Cheyenne. He turns and offers her a smile, though he knows that she’ll only be able to see it in his eyes. Breathmasks change the way you read expressions. They change the way you look at people.
“They’re all pretty nice.”
“Here? Yeah.” She lifts her head, looking up at the softly emerging stars. The constellations here are strange–he had never realized before he came here how much of home is looking up and knowing the shapes the stars make. Here they’ve started to name them, out of a simple desire to make this place theirs. -The Horse. The Sleeping Cat. The Dancer. The Ship.- And then the one that isn’t even a visible star, but instead is only a direction, and sometimes one they can only guess at.
-Home.-
“When do we get the next call?” he asks. He doesn’t have to guess at what she’s thinking. Husband, left behind. That had to have been a choice to make. Far more difficult than his own.
“Sometime in the next week or so.” She sighs, lifts a hand to the short, dark scrub of her hair. “It would be easier if I had something to tell him. That we found something else.
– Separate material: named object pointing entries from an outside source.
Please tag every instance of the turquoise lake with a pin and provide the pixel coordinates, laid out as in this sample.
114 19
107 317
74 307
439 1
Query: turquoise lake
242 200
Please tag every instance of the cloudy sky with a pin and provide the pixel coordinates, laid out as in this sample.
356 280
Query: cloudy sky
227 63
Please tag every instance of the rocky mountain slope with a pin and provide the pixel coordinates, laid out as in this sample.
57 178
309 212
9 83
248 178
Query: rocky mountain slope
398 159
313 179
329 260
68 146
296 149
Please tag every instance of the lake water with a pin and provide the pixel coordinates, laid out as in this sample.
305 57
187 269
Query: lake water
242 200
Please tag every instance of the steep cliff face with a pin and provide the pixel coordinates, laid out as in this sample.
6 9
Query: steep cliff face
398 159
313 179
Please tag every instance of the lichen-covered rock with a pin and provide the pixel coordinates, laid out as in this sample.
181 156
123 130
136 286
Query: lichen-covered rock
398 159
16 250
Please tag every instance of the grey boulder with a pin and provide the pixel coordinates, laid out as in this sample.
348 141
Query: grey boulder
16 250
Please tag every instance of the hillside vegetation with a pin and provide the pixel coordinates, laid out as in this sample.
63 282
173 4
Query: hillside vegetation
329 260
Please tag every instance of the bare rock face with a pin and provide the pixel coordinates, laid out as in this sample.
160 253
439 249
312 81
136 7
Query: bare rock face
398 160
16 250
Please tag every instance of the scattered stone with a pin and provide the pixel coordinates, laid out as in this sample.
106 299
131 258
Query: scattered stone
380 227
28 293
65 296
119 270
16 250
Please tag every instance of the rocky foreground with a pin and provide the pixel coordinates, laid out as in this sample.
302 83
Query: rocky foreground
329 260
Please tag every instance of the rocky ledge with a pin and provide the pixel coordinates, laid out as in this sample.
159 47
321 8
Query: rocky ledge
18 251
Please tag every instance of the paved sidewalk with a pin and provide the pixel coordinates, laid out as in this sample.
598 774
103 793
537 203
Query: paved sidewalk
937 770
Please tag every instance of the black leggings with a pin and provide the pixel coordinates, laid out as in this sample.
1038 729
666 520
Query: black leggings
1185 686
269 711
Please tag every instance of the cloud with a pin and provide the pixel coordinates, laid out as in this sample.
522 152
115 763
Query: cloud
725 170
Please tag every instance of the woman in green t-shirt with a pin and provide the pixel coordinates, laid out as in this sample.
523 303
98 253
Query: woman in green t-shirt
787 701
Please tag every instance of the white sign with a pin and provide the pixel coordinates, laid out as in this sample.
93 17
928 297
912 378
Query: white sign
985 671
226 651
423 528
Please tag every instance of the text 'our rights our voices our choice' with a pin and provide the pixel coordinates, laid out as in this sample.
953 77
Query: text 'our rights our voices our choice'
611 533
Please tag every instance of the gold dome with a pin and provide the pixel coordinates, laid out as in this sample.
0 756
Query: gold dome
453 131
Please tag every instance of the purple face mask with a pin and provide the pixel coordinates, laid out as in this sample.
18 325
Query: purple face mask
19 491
That we… cracked the code. Got the message. Something to justify it all.”
“You need something more than that?” He gestures back to the stone, a black monolith against the sky, blotting out the strange stars. At night it almost seems to glow around the edges–though he knows that’s an illusion. Billions of years old, and that they at least know for sure. They are not alone out here… or once, they weren’t.
Many things might happen in a couple of billion years.
“I don’t need something more,” Cheyenne says simply. “But they do.”
Gordon has no answer for that. He looks down at his hands–gloveless now, though the air dries them out so quickly, and dark as the dust under his boots. Dark with the dust. It gets everywhere. He needs a shower and bed. “I’m heading back in,” he says, and a soft grunt is all he gets in response. She’s looking up again, her expression unreadable.
“I wanted proof that we weren’t all there is,” she says. “I don’t know if I have that yet.”
He still has no answer. The shelter is a glowing sprawl ahead of him, beckoning. He turns and makes his way toward it over the gravel and dust, shapes of his own making spinning over his head.
* * *
Gordon dreams the death of stars. Not every death is the same; in this they are much like people. Slow, silent fadings, or violent and glorious explosions of light. Stars have lives. What do they see? Who sees them? Who mourns them, when they’re gone?
In his dream he’s standing on top of the stone, no breathmask to cloud his vision, and the stars are like the points of bright knives. The stone seems higher somehow, but it takes him only a few moments to realize that, no, the ground itself is lower. There is no dig site, no shelter in the distance. He drops into a crouch and runs his hands over the glyphs, the shapes new and fresh and well-defined.
Warm.
Not with the heat of the warrior twins, he senses. The air of Valmiki is cool tonight. The heat rises up from some deep and unknown interior in a thrum, a giant heartbeat. He knows, in the way that one knows things in dreams, that this is the stone as it truly is, as it was, as they are trying to uncover it now. His fingers trace the carvings. There is a sense there. It’s reaching for him.
He looks up. All around the base of the stone, gathering in twos and threes, are tall, slender figures. He can’t see their eyes, but he can feel them, looking up at him with an expression that humanity has no name for.